Letitia smiled at him. ‘Oh, yes, Fred. A doctor who works at St Athel’s from time to time.’
Fred treated his new customer to a narrow scrutiny which the doctor bore with good-natured fortitude, before saying: ‘OK, what’ll it be, doc?’
‘Egg—er—eggs and chips, I think, and tea.’ He glanced over to Letitia’s side of the table. ‘That is tea?’ His glance lingered on her empty plate. ‘I can’t eat alone.
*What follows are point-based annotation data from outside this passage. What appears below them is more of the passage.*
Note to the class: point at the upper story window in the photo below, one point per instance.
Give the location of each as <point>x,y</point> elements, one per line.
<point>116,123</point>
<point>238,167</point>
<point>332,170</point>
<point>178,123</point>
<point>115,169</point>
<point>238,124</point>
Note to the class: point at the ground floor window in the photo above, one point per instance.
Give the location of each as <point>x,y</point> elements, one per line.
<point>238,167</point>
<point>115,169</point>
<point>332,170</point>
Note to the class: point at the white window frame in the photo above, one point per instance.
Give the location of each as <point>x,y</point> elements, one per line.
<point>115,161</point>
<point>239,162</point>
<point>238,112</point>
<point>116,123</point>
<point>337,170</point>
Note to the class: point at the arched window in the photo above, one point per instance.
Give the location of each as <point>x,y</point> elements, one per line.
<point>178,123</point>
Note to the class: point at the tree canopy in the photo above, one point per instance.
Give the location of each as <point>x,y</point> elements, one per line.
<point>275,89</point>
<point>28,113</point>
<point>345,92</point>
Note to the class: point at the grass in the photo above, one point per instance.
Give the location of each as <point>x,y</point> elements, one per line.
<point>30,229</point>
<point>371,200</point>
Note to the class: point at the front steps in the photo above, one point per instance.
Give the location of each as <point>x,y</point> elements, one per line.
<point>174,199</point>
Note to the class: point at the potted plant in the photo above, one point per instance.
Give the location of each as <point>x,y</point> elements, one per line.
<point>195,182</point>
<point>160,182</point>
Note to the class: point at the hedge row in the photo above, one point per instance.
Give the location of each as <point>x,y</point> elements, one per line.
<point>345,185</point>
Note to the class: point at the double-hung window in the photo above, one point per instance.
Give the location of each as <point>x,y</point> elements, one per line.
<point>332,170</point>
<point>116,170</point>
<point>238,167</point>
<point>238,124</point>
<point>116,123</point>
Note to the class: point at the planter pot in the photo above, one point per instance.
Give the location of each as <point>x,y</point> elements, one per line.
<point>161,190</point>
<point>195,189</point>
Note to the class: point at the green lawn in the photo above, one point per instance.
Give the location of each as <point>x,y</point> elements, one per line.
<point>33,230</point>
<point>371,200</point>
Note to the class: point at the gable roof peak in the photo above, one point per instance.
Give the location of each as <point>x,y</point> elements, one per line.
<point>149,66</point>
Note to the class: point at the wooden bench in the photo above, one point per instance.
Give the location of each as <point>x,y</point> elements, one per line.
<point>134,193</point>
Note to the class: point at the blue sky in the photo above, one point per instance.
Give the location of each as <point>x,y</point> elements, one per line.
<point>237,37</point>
Letitia, could you manage another plateful and keep me company?’
‘Yes, I could, thank you.’ She answered promptly and with no beating around the bush.
‘And fresh tea for us both, perhaps?’ He sat back, quite at his ease, while Fred took away the used plates and probably as a concession to his customer’s calling, wiped the table down with extra care. When he had gone, Letitia said: ‘I thought you’d gone back to Holland—you said you were going last night.’
He looked at her with lazy blue eyes. ‘So I did, but when we got to Dalmers Place, Georgina insisted on us staying the night, and I can’t get a reservation until tomorrow.’
‘Oh. How did you know I was here?’
‘Nathaniel told me.’ He smiled again and looked around him. The little place was filling rapidly with bus drivers and their mates, shabby down-at-heel men with the evening paper tucked under an arm, and the last of the shoppers stopping briefly for a cup of tea before going home to suburbia. ‘You should have let Karel know you were free and asked him to take you out to dinner,’ he observed mildly.